The BBC used artificial intelligence to generate reports on the UK General Election results. The AI “wrote” an article for most of the Constituencies when the results were in, apart from a few. Human editors checked the articles and sometimes added a bit of context.
Gary Henderson, a teacher and Director of IT in a UK school, asks a very interesting question:
Using AI to generate the news articles you read.
— gary henderson (@garyhenderson18) December 15, 2019
Does it make a difference whether it is a human or an AI writing the news we read?#DigitalCitizenshiphttps://t.co/ubwcssG7pP pic.twitter.com/23QeR5yUEE
I think it does make a difference, for several reasons.
First, these kind of articles can at present only create articles based on data. The statistics are presented to the reader, and that is pretty much that. As far as I can see, each article has been written in the same way, with the facts presented in the same order. For example, the name of the winner is given, followed by the number of votes by which they won.
But how does the AI know to do that, and why are some data cited and not others? For example, in Kensington, the Conservatives won by 150 seats. But how many people voted for them altogether?
Obviously, human writers will make a decision, or use a style guide, to dictate the answers to questions such as these. My concern is that we can easily hold people to account should they present the data in a way that misleads people. But how do you question an algorithm once (a) it has been established and embedded enough that nobody really knows how it works? And/or (b) that is (probably) not in the public domain for intellectual property reasons?

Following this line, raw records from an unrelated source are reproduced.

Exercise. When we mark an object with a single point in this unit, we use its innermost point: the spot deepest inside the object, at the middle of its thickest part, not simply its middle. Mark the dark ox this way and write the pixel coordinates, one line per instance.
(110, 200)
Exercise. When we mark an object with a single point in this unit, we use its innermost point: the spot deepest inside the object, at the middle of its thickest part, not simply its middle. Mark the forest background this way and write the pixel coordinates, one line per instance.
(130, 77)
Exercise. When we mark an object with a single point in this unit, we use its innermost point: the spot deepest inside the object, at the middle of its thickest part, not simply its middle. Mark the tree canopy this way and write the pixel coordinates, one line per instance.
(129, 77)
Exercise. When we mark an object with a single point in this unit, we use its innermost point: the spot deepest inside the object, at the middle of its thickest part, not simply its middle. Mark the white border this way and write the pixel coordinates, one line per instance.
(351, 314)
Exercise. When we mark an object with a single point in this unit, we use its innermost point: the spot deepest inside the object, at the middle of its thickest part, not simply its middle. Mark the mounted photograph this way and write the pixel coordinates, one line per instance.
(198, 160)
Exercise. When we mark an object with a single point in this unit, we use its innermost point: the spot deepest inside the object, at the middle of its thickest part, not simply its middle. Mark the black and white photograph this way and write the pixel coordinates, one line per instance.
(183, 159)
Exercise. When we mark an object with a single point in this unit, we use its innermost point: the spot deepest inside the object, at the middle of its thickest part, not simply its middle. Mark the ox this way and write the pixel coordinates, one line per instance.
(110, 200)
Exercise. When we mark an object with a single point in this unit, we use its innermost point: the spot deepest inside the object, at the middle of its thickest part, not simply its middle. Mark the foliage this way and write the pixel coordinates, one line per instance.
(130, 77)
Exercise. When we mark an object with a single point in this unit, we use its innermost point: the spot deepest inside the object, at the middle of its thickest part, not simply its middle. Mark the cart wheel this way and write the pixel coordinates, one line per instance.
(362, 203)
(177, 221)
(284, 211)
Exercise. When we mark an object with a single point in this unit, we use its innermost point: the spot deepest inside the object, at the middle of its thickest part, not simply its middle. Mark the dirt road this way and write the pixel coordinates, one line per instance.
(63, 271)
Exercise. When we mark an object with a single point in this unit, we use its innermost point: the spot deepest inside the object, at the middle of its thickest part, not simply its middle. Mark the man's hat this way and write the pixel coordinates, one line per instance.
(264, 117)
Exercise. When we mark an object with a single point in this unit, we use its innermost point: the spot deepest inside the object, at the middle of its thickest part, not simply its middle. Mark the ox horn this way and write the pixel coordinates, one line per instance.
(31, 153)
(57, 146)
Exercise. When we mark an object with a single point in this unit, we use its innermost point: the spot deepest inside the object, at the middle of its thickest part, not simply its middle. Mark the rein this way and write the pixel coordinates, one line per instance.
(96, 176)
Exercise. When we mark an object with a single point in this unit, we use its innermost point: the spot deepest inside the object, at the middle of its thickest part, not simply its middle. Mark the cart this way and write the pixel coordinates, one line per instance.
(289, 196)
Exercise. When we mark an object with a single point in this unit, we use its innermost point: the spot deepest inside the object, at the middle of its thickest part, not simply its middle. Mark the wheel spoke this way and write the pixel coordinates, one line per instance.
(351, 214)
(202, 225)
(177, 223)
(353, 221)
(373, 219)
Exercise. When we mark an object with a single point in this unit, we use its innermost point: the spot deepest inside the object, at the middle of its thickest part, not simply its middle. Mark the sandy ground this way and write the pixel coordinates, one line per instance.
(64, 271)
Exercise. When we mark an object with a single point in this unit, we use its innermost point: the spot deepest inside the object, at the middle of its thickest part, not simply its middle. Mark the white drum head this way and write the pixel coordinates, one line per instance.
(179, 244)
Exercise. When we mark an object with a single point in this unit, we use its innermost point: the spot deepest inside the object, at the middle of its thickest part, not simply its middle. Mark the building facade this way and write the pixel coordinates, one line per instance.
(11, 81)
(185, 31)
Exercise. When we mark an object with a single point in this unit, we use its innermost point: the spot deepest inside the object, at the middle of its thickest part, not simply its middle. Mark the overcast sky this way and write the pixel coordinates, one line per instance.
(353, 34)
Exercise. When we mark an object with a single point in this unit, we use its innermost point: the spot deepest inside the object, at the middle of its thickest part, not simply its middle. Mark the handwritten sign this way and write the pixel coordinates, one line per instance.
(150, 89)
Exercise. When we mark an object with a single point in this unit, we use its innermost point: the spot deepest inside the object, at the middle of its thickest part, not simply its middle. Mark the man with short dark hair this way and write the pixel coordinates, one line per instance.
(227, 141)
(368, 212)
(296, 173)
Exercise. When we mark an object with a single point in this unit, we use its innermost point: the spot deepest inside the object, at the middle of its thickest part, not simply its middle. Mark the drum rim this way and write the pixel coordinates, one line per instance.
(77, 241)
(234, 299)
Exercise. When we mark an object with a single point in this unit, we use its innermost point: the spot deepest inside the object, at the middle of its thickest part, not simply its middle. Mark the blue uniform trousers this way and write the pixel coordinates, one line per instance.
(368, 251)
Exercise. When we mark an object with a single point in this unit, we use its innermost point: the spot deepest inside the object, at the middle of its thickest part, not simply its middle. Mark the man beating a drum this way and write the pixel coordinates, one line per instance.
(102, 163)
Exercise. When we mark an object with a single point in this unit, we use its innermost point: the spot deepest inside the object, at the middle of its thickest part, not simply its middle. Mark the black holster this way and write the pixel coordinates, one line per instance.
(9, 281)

The headlines sometimes also assume prior knowledge which is not always addressed in the article. For example, the headline for Ilford South reads:
Ilford South: Mike Gapes loses seat
That’s quite anodyne. What it does not tell you is that Mike Gapes lost his seat after 27 years, because he left the Labour Party. Unfortunately for him and others, people in the UK tend to vote for a party (or against a party) rather than a person.

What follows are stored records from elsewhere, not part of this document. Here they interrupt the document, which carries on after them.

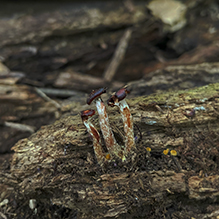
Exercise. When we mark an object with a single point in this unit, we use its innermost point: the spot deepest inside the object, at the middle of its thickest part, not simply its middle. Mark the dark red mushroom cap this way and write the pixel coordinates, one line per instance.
(94, 94)
(121, 94)
(118, 96)
(87, 113)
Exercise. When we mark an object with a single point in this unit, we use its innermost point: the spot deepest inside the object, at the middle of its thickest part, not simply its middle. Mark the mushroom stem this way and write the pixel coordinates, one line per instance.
(110, 141)
(118, 99)
(94, 134)
(127, 124)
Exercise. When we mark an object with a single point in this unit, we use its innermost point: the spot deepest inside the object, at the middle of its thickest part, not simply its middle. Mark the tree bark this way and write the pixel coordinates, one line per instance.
(57, 164)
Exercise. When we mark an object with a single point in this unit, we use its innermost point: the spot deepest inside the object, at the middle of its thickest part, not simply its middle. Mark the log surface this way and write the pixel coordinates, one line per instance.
(58, 164)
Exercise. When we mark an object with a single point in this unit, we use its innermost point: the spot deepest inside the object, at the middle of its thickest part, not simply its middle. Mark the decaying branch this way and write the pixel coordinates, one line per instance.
(58, 163)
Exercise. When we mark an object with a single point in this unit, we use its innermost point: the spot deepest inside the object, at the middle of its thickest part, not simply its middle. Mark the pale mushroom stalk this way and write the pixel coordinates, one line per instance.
(94, 134)
(127, 124)
(110, 141)
(118, 99)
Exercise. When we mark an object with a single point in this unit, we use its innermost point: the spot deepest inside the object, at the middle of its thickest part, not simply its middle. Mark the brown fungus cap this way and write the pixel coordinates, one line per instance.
(94, 94)
(87, 113)
(118, 96)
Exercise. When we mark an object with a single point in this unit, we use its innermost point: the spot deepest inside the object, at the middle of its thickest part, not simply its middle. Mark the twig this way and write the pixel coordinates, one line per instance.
(21, 127)
(118, 56)
(60, 92)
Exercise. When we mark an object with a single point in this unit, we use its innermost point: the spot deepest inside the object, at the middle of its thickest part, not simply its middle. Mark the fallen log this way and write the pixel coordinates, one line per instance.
(57, 165)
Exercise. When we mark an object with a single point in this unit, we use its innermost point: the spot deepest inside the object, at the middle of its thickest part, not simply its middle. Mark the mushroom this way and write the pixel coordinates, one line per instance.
(94, 134)
(118, 99)
(110, 141)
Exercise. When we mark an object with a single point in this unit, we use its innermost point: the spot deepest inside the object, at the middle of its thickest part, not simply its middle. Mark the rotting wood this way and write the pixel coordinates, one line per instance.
(59, 161)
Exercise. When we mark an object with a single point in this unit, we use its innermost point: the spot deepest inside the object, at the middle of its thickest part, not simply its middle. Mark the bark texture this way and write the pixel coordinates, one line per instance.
(57, 164)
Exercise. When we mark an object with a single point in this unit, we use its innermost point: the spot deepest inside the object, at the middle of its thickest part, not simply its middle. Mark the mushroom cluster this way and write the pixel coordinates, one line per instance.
(113, 148)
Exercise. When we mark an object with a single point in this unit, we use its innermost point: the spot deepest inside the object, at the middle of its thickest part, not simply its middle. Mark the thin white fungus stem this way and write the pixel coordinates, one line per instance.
(110, 141)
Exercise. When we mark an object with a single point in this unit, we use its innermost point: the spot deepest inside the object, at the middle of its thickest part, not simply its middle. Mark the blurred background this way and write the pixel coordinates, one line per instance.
(52, 54)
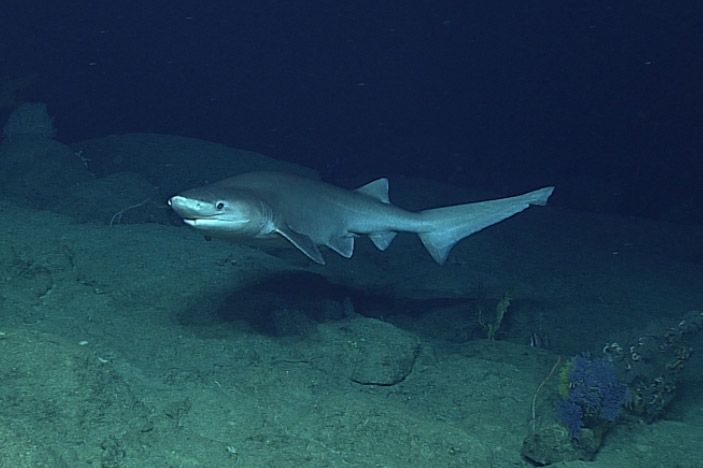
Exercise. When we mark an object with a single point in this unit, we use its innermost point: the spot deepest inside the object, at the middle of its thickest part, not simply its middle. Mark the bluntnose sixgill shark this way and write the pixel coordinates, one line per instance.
(309, 213)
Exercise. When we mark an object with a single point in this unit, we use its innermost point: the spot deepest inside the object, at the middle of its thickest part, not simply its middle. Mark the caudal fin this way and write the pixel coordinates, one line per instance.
(447, 226)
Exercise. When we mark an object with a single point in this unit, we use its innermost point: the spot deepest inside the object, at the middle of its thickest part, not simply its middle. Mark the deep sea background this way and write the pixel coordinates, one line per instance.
(602, 99)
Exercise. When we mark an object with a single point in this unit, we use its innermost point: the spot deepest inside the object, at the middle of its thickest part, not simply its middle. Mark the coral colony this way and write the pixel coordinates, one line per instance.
(592, 396)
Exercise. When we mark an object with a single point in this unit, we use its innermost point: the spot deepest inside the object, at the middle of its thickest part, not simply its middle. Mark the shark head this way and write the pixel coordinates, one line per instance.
(236, 215)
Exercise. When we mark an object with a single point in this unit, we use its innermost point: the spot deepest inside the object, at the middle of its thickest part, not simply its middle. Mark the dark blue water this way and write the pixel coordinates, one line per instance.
(601, 99)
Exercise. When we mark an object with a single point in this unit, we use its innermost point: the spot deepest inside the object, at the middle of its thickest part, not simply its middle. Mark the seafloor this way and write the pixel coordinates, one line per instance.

So that headline is very objective, because it hides much background data (Gapes left the Labour Party after 27 years: why? You can read the answer on his website.) However, because the headline and the report omit important background information, you could argue that it’s not objective, in the sense of being impartial, a point made (in a different context, obviously) by Christopher Goering and Paul Thomas (Eds) in Critical Media Literacy and Fake News in Post-Truth America (Amazon affiliate link).
Another issue is that these articles are mind-numbingly boring, which I’m actually rather pleased about. Why? Because as long as AI can’t write creatively, people like myself who earn money from writing have little to fear.

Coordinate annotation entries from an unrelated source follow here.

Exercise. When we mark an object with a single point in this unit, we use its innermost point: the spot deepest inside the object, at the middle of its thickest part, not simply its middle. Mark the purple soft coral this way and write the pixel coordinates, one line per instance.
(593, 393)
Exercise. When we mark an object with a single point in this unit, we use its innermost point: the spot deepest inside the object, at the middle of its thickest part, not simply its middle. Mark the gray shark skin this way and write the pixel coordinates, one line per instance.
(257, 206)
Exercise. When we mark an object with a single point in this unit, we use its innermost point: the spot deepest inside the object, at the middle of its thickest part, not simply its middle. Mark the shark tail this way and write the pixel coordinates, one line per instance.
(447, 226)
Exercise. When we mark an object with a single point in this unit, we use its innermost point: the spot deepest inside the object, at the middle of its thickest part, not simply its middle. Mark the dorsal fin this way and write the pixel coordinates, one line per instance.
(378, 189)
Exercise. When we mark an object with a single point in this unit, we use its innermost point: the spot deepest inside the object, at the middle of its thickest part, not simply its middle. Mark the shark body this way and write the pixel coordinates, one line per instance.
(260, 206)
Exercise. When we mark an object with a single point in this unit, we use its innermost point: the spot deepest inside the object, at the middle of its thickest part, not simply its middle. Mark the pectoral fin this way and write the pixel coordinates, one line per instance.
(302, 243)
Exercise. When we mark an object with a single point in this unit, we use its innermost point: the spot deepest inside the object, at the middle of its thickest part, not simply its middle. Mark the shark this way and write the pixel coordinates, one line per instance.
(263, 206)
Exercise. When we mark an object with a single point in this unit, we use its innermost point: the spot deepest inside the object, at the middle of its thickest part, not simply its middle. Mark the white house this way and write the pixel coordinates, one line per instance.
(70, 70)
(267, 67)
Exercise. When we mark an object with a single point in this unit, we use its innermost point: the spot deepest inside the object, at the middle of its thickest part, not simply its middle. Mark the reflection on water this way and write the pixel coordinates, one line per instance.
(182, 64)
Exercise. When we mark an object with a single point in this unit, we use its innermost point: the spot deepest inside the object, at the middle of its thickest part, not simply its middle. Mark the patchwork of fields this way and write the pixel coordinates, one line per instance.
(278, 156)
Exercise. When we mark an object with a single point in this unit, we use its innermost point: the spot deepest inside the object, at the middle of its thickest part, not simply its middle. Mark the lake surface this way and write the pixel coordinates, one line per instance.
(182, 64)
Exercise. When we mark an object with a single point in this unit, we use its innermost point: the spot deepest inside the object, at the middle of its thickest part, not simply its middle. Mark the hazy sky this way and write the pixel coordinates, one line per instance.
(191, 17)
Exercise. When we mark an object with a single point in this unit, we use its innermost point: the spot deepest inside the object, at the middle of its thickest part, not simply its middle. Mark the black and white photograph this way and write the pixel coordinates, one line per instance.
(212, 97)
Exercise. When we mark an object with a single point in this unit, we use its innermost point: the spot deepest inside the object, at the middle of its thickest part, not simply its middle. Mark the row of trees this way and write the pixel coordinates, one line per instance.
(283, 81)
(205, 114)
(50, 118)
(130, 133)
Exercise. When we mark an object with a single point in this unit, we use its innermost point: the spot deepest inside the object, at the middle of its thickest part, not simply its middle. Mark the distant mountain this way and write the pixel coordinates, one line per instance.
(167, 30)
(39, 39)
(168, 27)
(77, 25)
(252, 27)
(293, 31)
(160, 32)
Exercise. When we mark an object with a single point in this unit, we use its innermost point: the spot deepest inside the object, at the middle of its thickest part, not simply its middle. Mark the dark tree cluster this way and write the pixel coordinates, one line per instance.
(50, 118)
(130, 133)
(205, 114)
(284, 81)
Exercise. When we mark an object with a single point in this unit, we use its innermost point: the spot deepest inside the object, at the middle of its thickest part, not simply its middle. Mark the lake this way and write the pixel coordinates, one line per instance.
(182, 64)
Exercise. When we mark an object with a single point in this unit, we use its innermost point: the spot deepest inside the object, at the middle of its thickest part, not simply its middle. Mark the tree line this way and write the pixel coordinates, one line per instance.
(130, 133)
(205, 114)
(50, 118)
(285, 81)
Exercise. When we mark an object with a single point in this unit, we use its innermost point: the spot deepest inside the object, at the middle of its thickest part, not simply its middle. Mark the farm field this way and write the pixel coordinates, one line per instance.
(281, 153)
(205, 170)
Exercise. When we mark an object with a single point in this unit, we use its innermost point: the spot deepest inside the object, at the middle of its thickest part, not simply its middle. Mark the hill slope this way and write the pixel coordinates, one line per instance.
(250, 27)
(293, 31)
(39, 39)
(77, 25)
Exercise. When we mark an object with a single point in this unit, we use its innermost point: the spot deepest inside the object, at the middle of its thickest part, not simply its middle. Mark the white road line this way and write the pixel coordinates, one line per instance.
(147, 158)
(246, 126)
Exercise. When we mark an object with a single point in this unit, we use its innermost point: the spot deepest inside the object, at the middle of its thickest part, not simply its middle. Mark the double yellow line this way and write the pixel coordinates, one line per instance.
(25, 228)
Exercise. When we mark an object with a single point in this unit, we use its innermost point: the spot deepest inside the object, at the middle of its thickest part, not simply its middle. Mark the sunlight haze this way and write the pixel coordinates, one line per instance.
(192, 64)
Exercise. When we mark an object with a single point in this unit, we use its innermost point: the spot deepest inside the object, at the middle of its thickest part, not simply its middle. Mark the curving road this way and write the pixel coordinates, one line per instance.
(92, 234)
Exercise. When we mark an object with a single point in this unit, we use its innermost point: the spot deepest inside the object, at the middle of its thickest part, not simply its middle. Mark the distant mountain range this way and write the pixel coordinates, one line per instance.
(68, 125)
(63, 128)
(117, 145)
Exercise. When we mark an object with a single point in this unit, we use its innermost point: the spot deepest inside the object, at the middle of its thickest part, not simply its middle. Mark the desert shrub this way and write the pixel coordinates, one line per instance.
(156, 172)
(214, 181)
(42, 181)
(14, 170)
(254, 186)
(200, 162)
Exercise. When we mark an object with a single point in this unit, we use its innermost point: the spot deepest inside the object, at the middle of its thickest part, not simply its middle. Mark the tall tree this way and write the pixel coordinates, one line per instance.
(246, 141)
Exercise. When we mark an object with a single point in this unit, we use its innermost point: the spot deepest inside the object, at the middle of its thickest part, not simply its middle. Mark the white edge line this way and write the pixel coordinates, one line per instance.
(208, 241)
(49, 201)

Indeed, I think a partnership could work really well. In the context of education technology (the area in which I write the most), I’d love to have a bot that could trawl through online archives, pull out some great stats and then write a report presenting the data. I could then analyse that data, adding colour, context and nuance to the basic report generated by the AI.
Getting back to Gary Henderson’s question, I suppose the answer is as follows. If you just want the basic facts, the bare bones, then perhaps it doesn’t make a difference. The AI can do a good job of reporting election results, football scores and weather patterns. You don’t need writing skills to be able to do that, only research skills. So ultimately, if the AI can’t get the data for itself (if it isn’t available online, say), then all you need is some low-paid research assistants to obtain the data and feed it in. It could lead to few jobs for journalists and more opportunities for interns.
It’s amusing and interesting to note that Jonathan Swift made the point that writing skills are not needed if you have a writing machine nearly 300 years ago, in Gulliver’s Travels (1726). Having met a professor who has invented a writing machine he says:
“Everyone knew how laborious the usual Method is of attaining to Arts and Sciences; whereby by his Contrivance, the most ignorant Person at a reasonable Charge, and with a little bodily Labour, may write books in Philosophy, Poetry, Politics, Law, Mathematics and Theology, without the least assistance from Genius or Study.”
However, if you want reporting that can bring the data alive, place it in a wider context, and evince an emotional response or connection from the reader, then it does make a difference. If you don’t believe me, you just have to compare the late sports writer Hugh McIlvanney’s depiction of cold weather with a factual report. The latter might have stated something like:
“The temperature was 2 degrees Celcius but because of the wind felt like minus 6 degrees.”
In Mcilvanney’s hands, that sort of thing was transformed into:
“It was the kind of wind that stripped the flesh off your bones, then came back for the marrow.”
The difference is that in the latter you can almost feel the cold. And that to me is the difference between an AI-written article and a human-written one. In fact, to put it another way, I think Arthur C. Clarke’s observation about teachers vis-a-vis teaching machines may be applied here, namely:
Any writer that could be replaced by AI probably should be.